Frau Ing.in Monika Reischauer, 25 Jahre, HTL Ried, Maschineningenieurwesen Schwerpunkt...

Autorin: MMag.a Sabine Steiner / x-technik

Waren Sie schon als Kind an der Technik interessiert?

Soweit ich mich zurückerinnern kann, waren für mich die Hobbys meiner Schulkollegen immer interessanter als die meiner Schulkolleginnen. Aus Erzählungen meiner Mutter weiß ich, dass mein Bruder und ich schon sehr bald Lust am Zerlegen und Forschen hatten.
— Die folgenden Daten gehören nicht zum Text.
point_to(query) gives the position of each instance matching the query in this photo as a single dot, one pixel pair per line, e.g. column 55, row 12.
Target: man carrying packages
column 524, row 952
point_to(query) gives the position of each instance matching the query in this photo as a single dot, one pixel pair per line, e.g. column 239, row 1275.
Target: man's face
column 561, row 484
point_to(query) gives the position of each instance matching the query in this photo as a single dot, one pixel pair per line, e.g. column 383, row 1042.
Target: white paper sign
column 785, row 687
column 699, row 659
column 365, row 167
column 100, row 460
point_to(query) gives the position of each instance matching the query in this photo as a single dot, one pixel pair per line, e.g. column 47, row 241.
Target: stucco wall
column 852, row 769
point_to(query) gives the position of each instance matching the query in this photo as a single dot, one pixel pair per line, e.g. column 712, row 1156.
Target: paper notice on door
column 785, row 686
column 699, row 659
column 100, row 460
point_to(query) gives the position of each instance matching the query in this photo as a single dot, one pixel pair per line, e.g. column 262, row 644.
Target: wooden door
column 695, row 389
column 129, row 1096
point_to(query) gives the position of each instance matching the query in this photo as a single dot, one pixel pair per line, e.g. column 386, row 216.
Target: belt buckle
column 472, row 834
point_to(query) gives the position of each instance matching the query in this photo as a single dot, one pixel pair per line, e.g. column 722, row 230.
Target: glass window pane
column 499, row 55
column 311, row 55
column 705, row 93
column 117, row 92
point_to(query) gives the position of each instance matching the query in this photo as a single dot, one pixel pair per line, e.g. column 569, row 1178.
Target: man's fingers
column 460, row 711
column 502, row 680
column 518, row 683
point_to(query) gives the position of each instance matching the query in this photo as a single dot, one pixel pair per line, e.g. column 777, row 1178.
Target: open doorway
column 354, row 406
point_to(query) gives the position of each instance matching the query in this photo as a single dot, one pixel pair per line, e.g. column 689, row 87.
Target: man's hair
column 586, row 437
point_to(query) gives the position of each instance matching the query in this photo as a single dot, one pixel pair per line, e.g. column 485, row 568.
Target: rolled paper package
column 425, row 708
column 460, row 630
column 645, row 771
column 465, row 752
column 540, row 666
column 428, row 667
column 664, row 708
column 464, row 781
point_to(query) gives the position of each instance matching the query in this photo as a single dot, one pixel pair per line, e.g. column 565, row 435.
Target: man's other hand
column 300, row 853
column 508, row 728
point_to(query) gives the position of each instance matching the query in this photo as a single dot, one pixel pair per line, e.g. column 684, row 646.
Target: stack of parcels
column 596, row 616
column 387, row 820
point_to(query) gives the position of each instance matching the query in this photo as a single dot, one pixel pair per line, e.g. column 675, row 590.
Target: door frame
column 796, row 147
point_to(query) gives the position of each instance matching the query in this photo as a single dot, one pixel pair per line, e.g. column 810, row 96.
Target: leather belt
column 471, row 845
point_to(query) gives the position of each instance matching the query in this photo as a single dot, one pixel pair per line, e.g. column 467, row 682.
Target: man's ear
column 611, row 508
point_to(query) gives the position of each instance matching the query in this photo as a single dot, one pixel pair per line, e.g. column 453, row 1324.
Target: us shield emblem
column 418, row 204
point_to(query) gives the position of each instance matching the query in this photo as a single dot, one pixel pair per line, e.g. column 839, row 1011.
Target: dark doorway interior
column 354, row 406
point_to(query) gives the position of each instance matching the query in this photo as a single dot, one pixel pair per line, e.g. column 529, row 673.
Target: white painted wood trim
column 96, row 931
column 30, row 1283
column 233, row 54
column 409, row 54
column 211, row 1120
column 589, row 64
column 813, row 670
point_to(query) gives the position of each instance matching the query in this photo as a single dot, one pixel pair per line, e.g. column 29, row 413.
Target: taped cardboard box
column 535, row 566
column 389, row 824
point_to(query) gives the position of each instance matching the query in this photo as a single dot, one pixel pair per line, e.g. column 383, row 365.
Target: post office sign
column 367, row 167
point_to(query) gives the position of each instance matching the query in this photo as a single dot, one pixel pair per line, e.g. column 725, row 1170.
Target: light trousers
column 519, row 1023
Technik faszinierte mich schon immer, wobei ich früher eher in Richtung Waffentechnik orientiert war (Maschinenbau-Ausbildung mit dem Schwerpunkt Waffentechnik). Ich verbrachte meine Freizeit sehr gerne schraubend und reparierend bei meinem Vater in der Garage bzw. in der Werkstatt.

Also kommt Ihr Interesse an der Technik aus dem Elternhaus?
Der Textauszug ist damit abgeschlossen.